Unfortunately, SOGI differences in onset and trajectories of substance use have been hindered by a lack of data; longitudinal panel data have historically excluded measures of sexual orientation and to a greater extent gender identity. Many of the longitudinal studies available come from the National Longitudinal Study of Adolescent to Adult Health (Add Health) [7,19] and the Growing Up Today Study [8,20,21]. The findings from Add Health suggest that sexual orientation disparities in general substance use and individual substances are present at baseline (youth age 13–18 years) and continue into adulthood. Some longitudinal findings suggest accelerated use across the transition to adulthood among SM girls/women [7], whereas others suggest that heterosexual and SM youth show similar rates of change [19]. Studies from the Growing Up Today Study data similarly find sexual orientation disparities in substance use [20,21 ] but also earlier onset for alcohol use and consistent sexual orientation disparities in alcohol use behaviors between SM and heterosexual females, and, to a lesser extent, males [20]. Despite their importance, longitudinal assessments have largely focused on alcohol use or composite measures of substance use [7,8,19–21], limiting understanding of how trajectories may differ across substances.

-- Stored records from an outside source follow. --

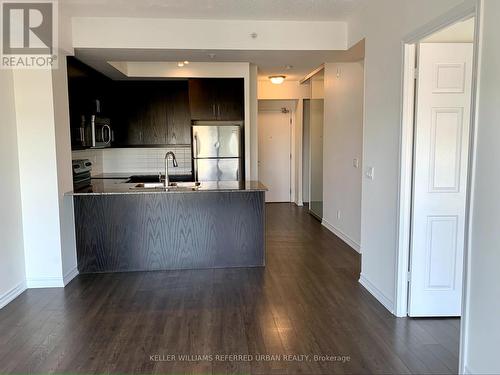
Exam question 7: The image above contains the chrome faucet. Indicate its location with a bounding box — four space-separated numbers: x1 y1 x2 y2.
165 151 179 188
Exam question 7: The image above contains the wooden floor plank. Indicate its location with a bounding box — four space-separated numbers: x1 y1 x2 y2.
0 204 460 375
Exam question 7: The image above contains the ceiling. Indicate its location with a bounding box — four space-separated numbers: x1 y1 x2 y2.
422 18 474 43
60 0 369 21
75 41 364 80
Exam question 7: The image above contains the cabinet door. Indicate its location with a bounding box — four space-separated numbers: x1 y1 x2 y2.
167 81 191 145
113 82 169 146
189 78 217 120
216 78 245 121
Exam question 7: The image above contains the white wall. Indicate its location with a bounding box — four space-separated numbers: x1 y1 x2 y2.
464 0 500 374
73 17 347 50
52 51 77 283
302 100 311 203
348 0 472 311
14 70 63 287
0 70 26 308
323 62 364 251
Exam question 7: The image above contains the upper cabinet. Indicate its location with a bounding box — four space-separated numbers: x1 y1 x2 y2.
113 81 191 146
67 57 244 148
189 78 245 121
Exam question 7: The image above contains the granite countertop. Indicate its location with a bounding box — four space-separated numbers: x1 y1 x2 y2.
66 179 267 196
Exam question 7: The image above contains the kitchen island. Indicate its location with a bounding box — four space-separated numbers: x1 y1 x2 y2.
71 178 266 273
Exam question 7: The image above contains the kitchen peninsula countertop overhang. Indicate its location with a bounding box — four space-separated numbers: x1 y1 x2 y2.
67 177 267 196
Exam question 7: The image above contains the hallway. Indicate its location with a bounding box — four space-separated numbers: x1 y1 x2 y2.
0 203 459 374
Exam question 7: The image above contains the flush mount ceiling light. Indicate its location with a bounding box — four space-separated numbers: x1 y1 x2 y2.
269 76 286 85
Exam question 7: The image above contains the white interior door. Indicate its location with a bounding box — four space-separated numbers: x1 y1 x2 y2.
259 111 291 202
408 43 473 317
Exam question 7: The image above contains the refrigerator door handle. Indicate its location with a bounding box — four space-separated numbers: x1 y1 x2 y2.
193 134 199 158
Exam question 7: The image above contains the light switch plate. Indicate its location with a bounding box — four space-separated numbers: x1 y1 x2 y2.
365 167 375 180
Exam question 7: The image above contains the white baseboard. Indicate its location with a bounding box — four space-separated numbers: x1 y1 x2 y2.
26 277 64 289
464 365 481 375
63 266 78 286
359 274 394 314
0 281 26 309
321 219 361 254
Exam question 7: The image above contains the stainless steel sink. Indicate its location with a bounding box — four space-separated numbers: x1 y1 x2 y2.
131 182 201 191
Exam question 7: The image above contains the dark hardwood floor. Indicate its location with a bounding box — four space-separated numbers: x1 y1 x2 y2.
0 204 459 374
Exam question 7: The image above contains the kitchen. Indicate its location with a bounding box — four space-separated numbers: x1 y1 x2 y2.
67 57 266 273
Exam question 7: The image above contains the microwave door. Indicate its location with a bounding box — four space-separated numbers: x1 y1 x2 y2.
193 126 240 158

Furthermore, youth data from these sources are dated, start in mid-adolescence, and rely on measurement spaced multiple years apart.
Despite increased awareness of gender identity differences in substance use, there are few studies documenting developmental differences. One study of Californian youth found few age-of-onset differences between transgender and nontransgender students [2], suggesting that there may be a time of rapid acceleration of use for transgender youth that differ from comparisons between SM and majority youth.
The present study
The present study addresses several gaps in the current scholarship regarding substance use among SGM youth to inform the timing of prevention efforts aimed to address them. In particular, we are interested in assessing whether age-based differences in substance use vary by sexual and gender identity. Using a population-based sample, we identify age-specific prevalence rates of past 30-day e-cigarette use, combustible cigarette use, alcohol use, heavy episodic binge drinking, and marijuana use stratified by (1) sexual orientation; and (2) gender identity among a sample of middle and high school students (aged 12–18 years and older). The findings extend the current literature by providing a developmental perspective of when SOGI-related disparities in specific substance use behaviors emerge and how they differ by age across adolescence. The investigation is strengthened by our ability to estimate these differences independently for SGM youth, potentially illuminating differential patterns of substance use across adolescence for these populations.
Methods
Data source and sample
Data are from the 2013–2014 and 2014–2015 cycles of California Healthy Kids Survey (CHKS). A biennial, cross-sectional school-based survey administered to students in 7th, 9th, and 11th-grade classrooms, the CHKS is the largest statewide survey of middle and high school students in the U.S. Administered by WestEd, each cycle of the CHKS is administered over a 2-year period and tracks health risk and resilience among youth. Following direction from WestEd, we exclude youth whose data raise concerns of validity (1.32%) and youth aged <12 years. Decisions for age restrictions were twofold. First, there are smaller numbers of youth in CHKS aged <12 years. Second, self-reported substance use among youth aged <12 years was exceedingly low. Our sample is further limited to youth who provide valid responses for age (range 12–18 years and older), sex, sexual and gender identity, race/ethnicity, parent education, and outcomes of interest (N=634,454). The present study was approved by the institutional review board.
Measures
Substance use.
Past-month cigarette, alcohol, and marijuana use was assessed by asking, “During the past 30 days, on how many days did you [use substance]? Heavy episodic drinking was assessed as “five or more drinks of alcohol in a row, that is, within a couple of hours.” Response options ranged from 0 days = 0 to 20–30 days = 6. Items were dichotomized to reflect recent use (yes = 1 and no = 0).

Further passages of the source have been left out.